Le vapeur, à bord duquel est monté le voyageur, s’engrave à peine parti de Tours. L’art de Stendhal pour raconter l’incident est exceptionnel.

Tours 1837

« J’avais bien recommandé à l’hôtel qu’on m’éveillât à quatre heures et demie du matin afin de ne pas manquer le bateau à vapeur qui part pour Nantes. […]

À cinq heures et demie, les roues du bateau se sont mises en mouvement ; mais ce mouvement n’a pas duré. Au bout de dix minutes, nous nous sommes bravement arrêtés sur un banc de sable qui continue l’île de la Loire, laquelle commence au dessous du beau pont. Le chef du bateau s’est mis à jurer horriblement contre ses subordonnés, leur disant qu’ils devaient bien savoir qu’on ne devait pas passer en ce lieu, que la veille au soir encore le bateau arrivant d’en bas avait été obligé de passer le long de la rive droite.
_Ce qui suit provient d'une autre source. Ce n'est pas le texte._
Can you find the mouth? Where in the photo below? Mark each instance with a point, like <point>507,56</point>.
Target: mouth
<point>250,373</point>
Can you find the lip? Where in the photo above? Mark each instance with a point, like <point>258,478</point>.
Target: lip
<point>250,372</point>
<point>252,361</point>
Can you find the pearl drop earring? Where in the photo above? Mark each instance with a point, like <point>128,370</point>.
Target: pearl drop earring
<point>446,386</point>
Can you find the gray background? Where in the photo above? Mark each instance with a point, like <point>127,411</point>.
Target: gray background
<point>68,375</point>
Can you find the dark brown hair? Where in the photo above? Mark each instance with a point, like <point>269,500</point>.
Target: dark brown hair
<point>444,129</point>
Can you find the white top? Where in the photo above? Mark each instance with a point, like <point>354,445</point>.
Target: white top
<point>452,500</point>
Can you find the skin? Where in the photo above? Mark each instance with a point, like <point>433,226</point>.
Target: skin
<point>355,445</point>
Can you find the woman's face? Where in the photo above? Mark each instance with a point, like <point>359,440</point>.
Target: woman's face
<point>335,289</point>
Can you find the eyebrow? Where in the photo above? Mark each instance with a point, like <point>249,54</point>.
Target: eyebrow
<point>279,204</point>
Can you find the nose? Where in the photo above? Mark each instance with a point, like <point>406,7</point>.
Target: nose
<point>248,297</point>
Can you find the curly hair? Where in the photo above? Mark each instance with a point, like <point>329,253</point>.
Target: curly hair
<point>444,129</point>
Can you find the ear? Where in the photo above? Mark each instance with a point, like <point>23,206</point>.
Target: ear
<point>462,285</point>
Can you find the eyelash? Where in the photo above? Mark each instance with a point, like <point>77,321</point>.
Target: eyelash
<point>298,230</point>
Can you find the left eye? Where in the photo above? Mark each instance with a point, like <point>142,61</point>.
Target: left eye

Le plaisant, c’est que lui-même était à bord au moment du départ ; il est vrai qu’il était occupé à faire le gros dos et à donner des ordres d’un air d’empereur romain pour le placement des équipages. Le triste, c’est que nous avions passé deux heures et demie immobiles sur ce banc de sable, et au milieu d’une humidité insupportable ; car au bout de dix minutes, il est survenu un brouillard tellement épais, que nous voyions plus les bords de la Loire. Nous étions pénétrés de froid, les dames avaient peur. Notre machine a failli se briser, parce qu’on a voulu faire tourner les roues, dont une étaient prise dans le sable. Le désordre le plus complet régnait parmi les mariniers : tous juraient à la fois ; aucun ne se donnait le temps de pensera ce qu’il fallait faire. Le plus jeune, le moins élevé en grade, ce me semble, s’est jeté à l’eau, et nous avons vu avec effroi que l’eau ne lui arrivait même pas à la ceinture. On a tenté plusieurs essais qui n’ont pas réussi ; on voulait mettre le bateau en travers, afin que le courant l’enlevât. Mais comment le faire pivoter sur le banc de sable de cinq ou six pieds de large sur lequel il s’était placé ? Pour alléger le bâtiment, on nous a fait descendre tous (les hommes s’entend) dans la nacelle ; mais cette nacelle, peu accoutumée à un tel poids, faisait eau de toutes parts. Nous avions de l’eau jusqu’à la cheville ; j’ai vu le moment où elle allait couler à fond sur la pointe du banc de sable. À la vérité il n’y avait pas grand péril ; nous aurions plongé dans l’eau jusqu’aux genoux

À force de crier comme des énergumènes depuis une heure et demie, nos matelots n’avaient plus de voix ; ils ne pouvaient répondre aux plaisanteries des bateaux à rames qui descendaient rapidement le grand courant de la Loire et se moquaient de d’eux en passant. Ils demandaient à ce bateau vapeur, qui d’ordinaire les devance avec tant d’insolence, s’ils voulaient leur donner ses paquets pour Nantes.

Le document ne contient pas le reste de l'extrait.